LATEBREAKER
Cancer
The Association of Oxaliplatin-Induced Peripheral Neuropathy, Sociodemographic, and Clinical Characteristics of Colorectal Cancer Patients with Chemotherapy Delay and Early Discontinuation Robert Hines* Robert Hines Stephanie Sutton Christopher Schoborg Shunpu Zhang Timothy Sumner
Background: The addition of oxaliplatin to the 5-fluorouracil (5FU)-based chemotherapeutic regimen in colorectal cancer patients has been shown to improve survival. However, oxaliplatin-induced peripheral neuropathy (OIPN) is the major dose-limiting toxicity with the hallmark symptom of “stocking and glove” peripheral sensory neuropathy. The purpose of this study was to assess the association between OIPN and other sociodemographic/clinical characteristics of older colorectal cancer patients with between-cycle delays in oxaliplatin administration and early discontinuation of treatment.
Methods: Colorectal cancer patients in this study were ≥ 66 years of age at diagnosis and obtained from the Surveillance, Epidemiology, and End Results database combined with Medicare claims data (SEER-Medicare). All subjects received at least two cycles of oxaliplatin. Diagnoses of OIPN and falls were defined according to diagnosis codes and were considered time-dependent exposures. Between-cycle chemotherapy delay was defined as a delay of ≥ 7 days between cycles. Early discontinuation was defined according to chemotherapeutic regimen (infusional 5-FU or oral capecitabine). Cox regression was used to obtain hazard ratios (HR) with 95% confidence intervals (95% CI).

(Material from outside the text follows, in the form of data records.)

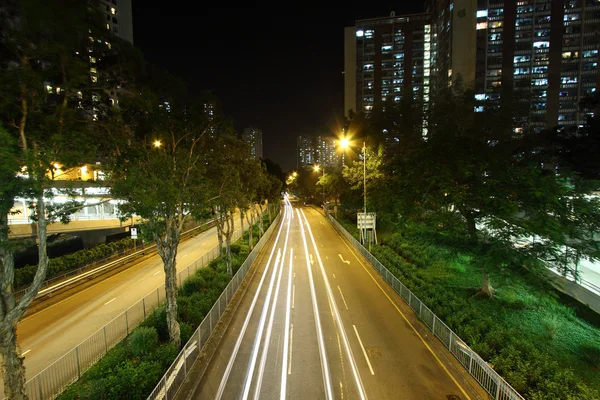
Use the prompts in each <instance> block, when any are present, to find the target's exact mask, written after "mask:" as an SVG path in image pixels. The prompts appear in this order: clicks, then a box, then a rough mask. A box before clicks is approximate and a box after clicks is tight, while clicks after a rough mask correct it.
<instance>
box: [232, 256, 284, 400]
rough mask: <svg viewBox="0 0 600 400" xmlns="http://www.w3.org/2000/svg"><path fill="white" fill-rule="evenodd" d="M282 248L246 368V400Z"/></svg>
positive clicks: (272, 294)
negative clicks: (247, 364)
mask: <svg viewBox="0 0 600 400" xmlns="http://www.w3.org/2000/svg"><path fill="white" fill-rule="evenodd" d="M281 264H282V263H281V248H280V249H279V250H277V260H276V261H275V266H274V268H273V273H272V274H271V281H270V282H269V289H267V296H266V297H265V304H264V305H263V309H262V312H261V314H260V320H259V321H258V328H257V329H256V332H257V334H256V336H255V337H254V344H253V345H252V352H251V353H250V361H249V362H248V368H247V369H246V377H245V379H244V386H243V390H242V397H241V398H242V399H243V400H246V399H247V398H248V395H249V394H250V386H251V385H252V377H253V376H254V367H255V366H256V359H257V358H258V350H259V348H260V341H261V339H262V335H263V333H264V331H265V321H266V320H267V312H268V311H269V303H270V302H271V296H272V295H273V287H275V277H276V276H277V273H278V272H279V269H280V266H281Z"/></svg>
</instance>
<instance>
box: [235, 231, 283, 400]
mask: <svg viewBox="0 0 600 400" xmlns="http://www.w3.org/2000/svg"><path fill="white" fill-rule="evenodd" d="M290 226H291V223H290V224H288V227H287V232H286V234H285V242H284V244H283V253H282V256H281V266H280V268H279V278H277V286H276V288H275V295H274V296H273V303H272V304H271V315H270V317H269V323H268V326H267V335H266V336H265V341H264V343H263V352H262V355H261V357H260V364H259V368H258V376H257V382H256V389H255V391H254V399H255V400H258V398H259V396H260V389H261V386H262V380H263V376H264V373H265V365H266V362H267V355H268V353H269V342H270V341H271V332H272V330H273V320H274V319H275V306H276V305H277V298H278V296H279V287H280V286H281V276H282V275H283V269H284V264H285V253H286V252H287V244H288V239H289V237H290ZM289 270H290V272H291V270H292V269H291V268H289ZM243 398H244V399H245V398H246V397H243Z"/></svg>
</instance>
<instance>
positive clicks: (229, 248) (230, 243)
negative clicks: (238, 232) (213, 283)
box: [225, 218, 233, 276]
mask: <svg viewBox="0 0 600 400" xmlns="http://www.w3.org/2000/svg"><path fill="white" fill-rule="evenodd" d="M232 222H233V221H232V220H231V219H230V218H227V220H226V223H227V231H226V232H225V250H226V251H225V256H226V261H227V274H228V275H229V276H233V259H232V256H231V236H232V234H233V229H232V225H233V224H232Z"/></svg>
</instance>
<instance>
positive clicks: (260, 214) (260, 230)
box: [258, 204, 265, 236]
mask: <svg viewBox="0 0 600 400" xmlns="http://www.w3.org/2000/svg"><path fill="white" fill-rule="evenodd" d="M258 207H259V209H260V213H259V214H258V228H259V229H260V236H262V235H264V234H265V225H264V223H263V217H262V216H263V210H262V204H259V205H258Z"/></svg>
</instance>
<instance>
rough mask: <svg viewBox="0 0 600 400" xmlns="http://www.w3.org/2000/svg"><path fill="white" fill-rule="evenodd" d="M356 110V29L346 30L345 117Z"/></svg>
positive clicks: (344, 67)
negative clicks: (348, 111)
mask: <svg viewBox="0 0 600 400" xmlns="http://www.w3.org/2000/svg"><path fill="white" fill-rule="evenodd" d="M349 110H353V111H354V112H358V111H361V110H357V109H356V27H354V26H348V27H346V28H344V115H345V116H346V117H347V116H348V111H349Z"/></svg>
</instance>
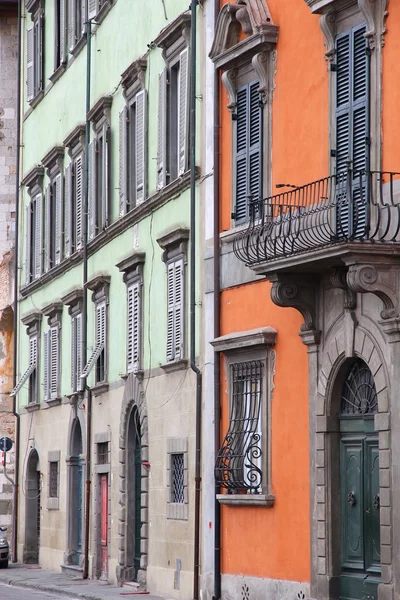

Results: There were n = 4,566 patients available for analysis. OIPN was diagnosed during chemotherapy treatment in 4.9% (n = 225) of patients, and 1.0% (n = 45) subjects experienced a fall. Between-cycle oxaliplatin delay occurred for 57.7% of subjects (n = 2,633). OIPN was associated with a 36% increased rate of delay (HR = 1.36; 95% CI, 1.18-1.56) and having a fall was associated with a two-fold increased rate (HR = 2.02; 95% CI, 1.59-2.57). Female sex, high poverty, rural residence, and renal disease were also associated with an increased rate of delay. Early discontinuation was experienced by 24.6% of subjects (n = 1,124). OIPN was associated with a 90% increased rate of early discontinuation (HR = 1.90; 95% CI, 1.45-2.49). Female sex, older age, high poverty, noncolon tumors, and receipt of radiation all increased the rate of early discontinuation.
Conclusions: Fall prevention and therapeutics to prevent and treat OIPN are needed to decrease the likelihood of between-cycle chemotherapy delay and severe early discontinuation.